Mark McKinnon, a spokesman for GDOT, said the transportation department has tried to address the issue by putting a stop sign on Brandon Mill headed towards Abernathy.
“We have also placed a stop bar on Brandon Mill in the other direction to let motorists know the correct location to turn left into River Springs,” he said. “If left turners will turn at the top of the crest where the stop bar is and if the stop sign is obeyed, the intersection can be safely traversed.”
Collins promised to bring pressure to try to get the issue fixed.
“The neighborhood contends it’s flawed design,” he said.
Walter Cohen, another resident who lives of Johnson Ferry, said the whole project has caused traffic delays for residents that are “just terrible.”
“It’s been over two years and, as I understand it, the contract allows them until the end of next year to finish,” Cohen said. “There’s very little being done … the equipment just sits on the side of the road and they work a couple of days and they’re gone for weeks.”
Ann Henshaw, of the Mountaire Springs neighborhood west of Johnson Ferry, said she thought the officials “did a pretty good job” of explaining things to residents.
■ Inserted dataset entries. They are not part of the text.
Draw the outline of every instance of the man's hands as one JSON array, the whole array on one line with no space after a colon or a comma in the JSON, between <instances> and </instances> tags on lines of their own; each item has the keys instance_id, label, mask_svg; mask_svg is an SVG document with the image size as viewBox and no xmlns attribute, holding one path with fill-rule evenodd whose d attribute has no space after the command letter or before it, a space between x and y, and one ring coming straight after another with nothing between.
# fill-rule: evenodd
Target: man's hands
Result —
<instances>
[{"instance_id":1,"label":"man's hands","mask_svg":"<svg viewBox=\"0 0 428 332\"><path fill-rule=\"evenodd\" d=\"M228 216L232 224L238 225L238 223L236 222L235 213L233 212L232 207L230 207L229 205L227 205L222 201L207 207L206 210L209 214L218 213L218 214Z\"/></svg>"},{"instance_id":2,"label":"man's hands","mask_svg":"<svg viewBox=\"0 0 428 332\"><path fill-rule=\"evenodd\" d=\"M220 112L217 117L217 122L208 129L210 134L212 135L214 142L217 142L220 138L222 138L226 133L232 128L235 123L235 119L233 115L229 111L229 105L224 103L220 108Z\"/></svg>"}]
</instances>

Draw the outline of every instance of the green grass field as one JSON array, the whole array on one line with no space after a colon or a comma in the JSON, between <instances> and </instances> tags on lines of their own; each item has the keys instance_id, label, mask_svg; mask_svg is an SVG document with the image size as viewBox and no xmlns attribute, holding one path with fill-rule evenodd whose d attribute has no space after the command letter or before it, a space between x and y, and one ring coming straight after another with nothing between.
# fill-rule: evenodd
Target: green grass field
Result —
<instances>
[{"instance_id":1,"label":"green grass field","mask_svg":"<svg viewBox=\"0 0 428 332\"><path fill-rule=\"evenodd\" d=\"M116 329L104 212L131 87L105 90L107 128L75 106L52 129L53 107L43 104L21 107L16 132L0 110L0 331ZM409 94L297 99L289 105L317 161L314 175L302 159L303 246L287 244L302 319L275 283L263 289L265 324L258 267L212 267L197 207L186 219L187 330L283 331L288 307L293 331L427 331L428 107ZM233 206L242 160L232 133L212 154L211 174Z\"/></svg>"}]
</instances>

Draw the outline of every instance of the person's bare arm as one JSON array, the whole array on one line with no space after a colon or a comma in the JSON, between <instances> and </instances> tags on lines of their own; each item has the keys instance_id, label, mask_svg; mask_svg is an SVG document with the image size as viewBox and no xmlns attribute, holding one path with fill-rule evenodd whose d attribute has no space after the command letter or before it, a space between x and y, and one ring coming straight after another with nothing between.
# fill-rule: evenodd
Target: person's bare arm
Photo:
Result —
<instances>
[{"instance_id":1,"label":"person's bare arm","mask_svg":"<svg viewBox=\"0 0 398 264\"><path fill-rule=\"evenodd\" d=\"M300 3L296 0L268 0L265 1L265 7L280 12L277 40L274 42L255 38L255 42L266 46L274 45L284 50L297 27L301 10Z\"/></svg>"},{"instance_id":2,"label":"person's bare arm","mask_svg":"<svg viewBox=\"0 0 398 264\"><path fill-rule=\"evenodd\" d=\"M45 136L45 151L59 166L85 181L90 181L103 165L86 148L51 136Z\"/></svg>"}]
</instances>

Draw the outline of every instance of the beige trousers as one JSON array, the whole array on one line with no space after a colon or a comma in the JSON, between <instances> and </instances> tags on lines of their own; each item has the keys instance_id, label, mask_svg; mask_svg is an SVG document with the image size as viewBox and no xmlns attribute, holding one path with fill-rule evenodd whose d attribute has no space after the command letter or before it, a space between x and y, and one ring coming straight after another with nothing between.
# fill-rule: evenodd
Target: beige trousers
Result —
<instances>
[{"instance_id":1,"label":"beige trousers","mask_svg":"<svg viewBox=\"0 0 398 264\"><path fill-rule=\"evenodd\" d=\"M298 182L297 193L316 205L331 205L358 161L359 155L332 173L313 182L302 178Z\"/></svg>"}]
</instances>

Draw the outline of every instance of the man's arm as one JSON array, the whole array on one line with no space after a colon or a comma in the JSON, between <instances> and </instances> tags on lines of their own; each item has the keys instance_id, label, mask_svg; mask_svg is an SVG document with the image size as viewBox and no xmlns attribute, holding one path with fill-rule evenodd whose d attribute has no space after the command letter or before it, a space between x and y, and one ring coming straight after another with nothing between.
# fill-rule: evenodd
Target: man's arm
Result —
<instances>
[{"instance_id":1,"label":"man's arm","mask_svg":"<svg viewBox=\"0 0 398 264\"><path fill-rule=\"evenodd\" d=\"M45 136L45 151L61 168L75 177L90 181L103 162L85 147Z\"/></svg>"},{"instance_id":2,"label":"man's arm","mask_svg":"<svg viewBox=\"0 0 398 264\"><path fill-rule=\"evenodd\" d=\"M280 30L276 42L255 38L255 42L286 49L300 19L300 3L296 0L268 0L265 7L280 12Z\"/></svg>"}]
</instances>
She and Sheila Champion both want the four-way stop at Johnson Ferry and Bonny Lane to stay put.
“It makes traffic better,” Champion said. “It’s better now than it used to be.”
Collins said the large turnout at the meeting shows people are most focused on what’s going on in their own backyard.
“When you get right down to it, what matters most is what you deal with on a daily basis,” he said. “People expect to have roads in their neighborhoods work as designed.”